Tempi ed atmosfere, per fortuna ancora non persi e che probabilmente hanno avuto origine per errore. In che senso? Si narra infatti, tra le varie ipotesi, che le pettole potrebbero essere un’ invenzione involontaria di una casalinga tarantina. Come ben sappiamo, prima dell’avvento dell’era moderna, era usuale preparare il pane in casa. Pezzi spesso ben oltre il chilogrammo, che dovevano sfamare famiglie numerose e povere.
Proprio durante la preparazione del pane settimanale la notte di Santa Cecilia, la massaia tarantina venne distratta dal passaggio di alcuni musicisti per le vie della città, ovvero dei pastori abruzzesi zampognari, sbagliando i tempi della lievitazione del pane. Per non buttarlo, vista la carenza di cibo in quei tempi, cercò di rimediare all’errore immergendo nell’olio fumante un po’ per volta l’impasto. Il risultato fu così apprezzato che le “pallottole fritte” si diffusero dapprima per tutto il quartiere e poi nel Salento.
Le pittule, una preparazione semplice, ma gustosa.
Da qui, l’origine del nome attuale, un derivato della classica pitta salentina. Addirittura, un’altra versione della storia o forse pura leggenda, racconta che la donna fosse stata distratta dal passaggio di San Francesco d’Assisi. Egli ammaliò la donna con le sue parole di fede, facendole dimenticare il pane lasciato a lievitare. Meno probabile, ma non da scartare, la possibilità che le pettole possano avere origini albanesi, ricordando dei fritti simili chiamati petullat.
Oggi, li pittule non sono solo una questione casalinga ma, hanno così incontrato i gusti di tutti. Le troviamo facilmente nelle panetterie, trattorie, sagre ed eventi gastronomici in giro per la Puglia nelle versioni più svariate, da quelle semplici a quelle ripiene con olive nere, baccalà, pomodoro, cime di rapa e chi più ne ha, più ne aggiunga! Ma come preparare le classiche pittule?

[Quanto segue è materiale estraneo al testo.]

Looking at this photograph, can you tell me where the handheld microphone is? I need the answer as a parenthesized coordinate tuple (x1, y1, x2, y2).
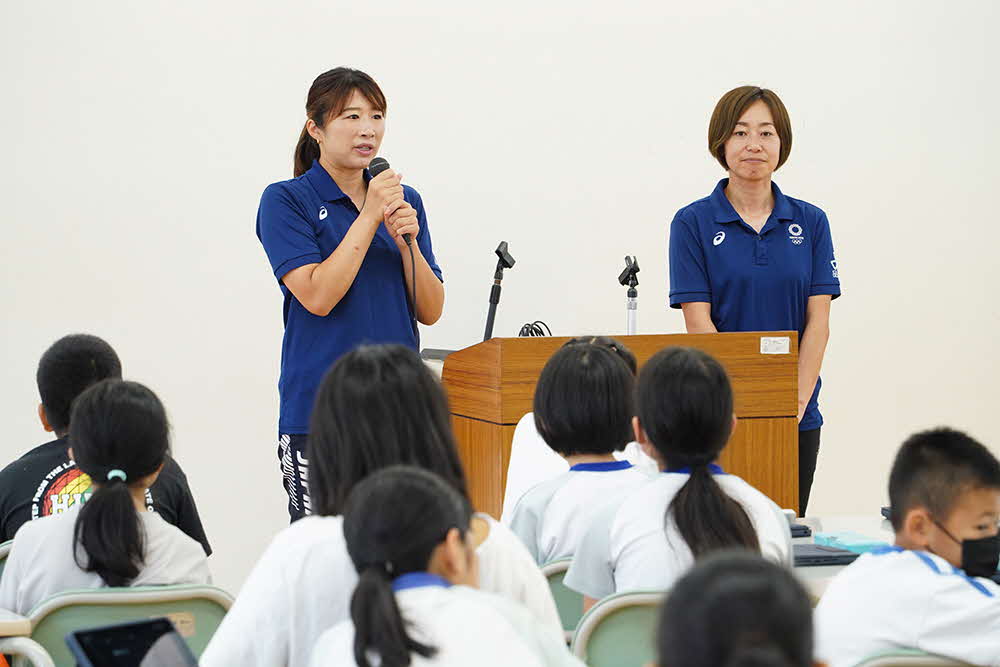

Beh, dovessimo seguire la tradizione, dovrebbero essere fritte sotto il fuoco del caminetto anche se, le attuali friggitrici elettriche garantiscono la croccantezza del prodotto con una minore assorbenza d’olio. Ma, la ricetta rimane quella della massaia tarantina: farina, acqua tiepida, lievito, pizzico di sale ed impastare sino ad ottenere un impasto compatto e morbido. Far lievitare qualche ora e successivamente, con l’aiuto di un cucchiaio, immergere le pallottole in olio bollente. Qualche minuto e le pittule son pronte, chiudendo magari il cerchio con un buon bicchiere di vino novello.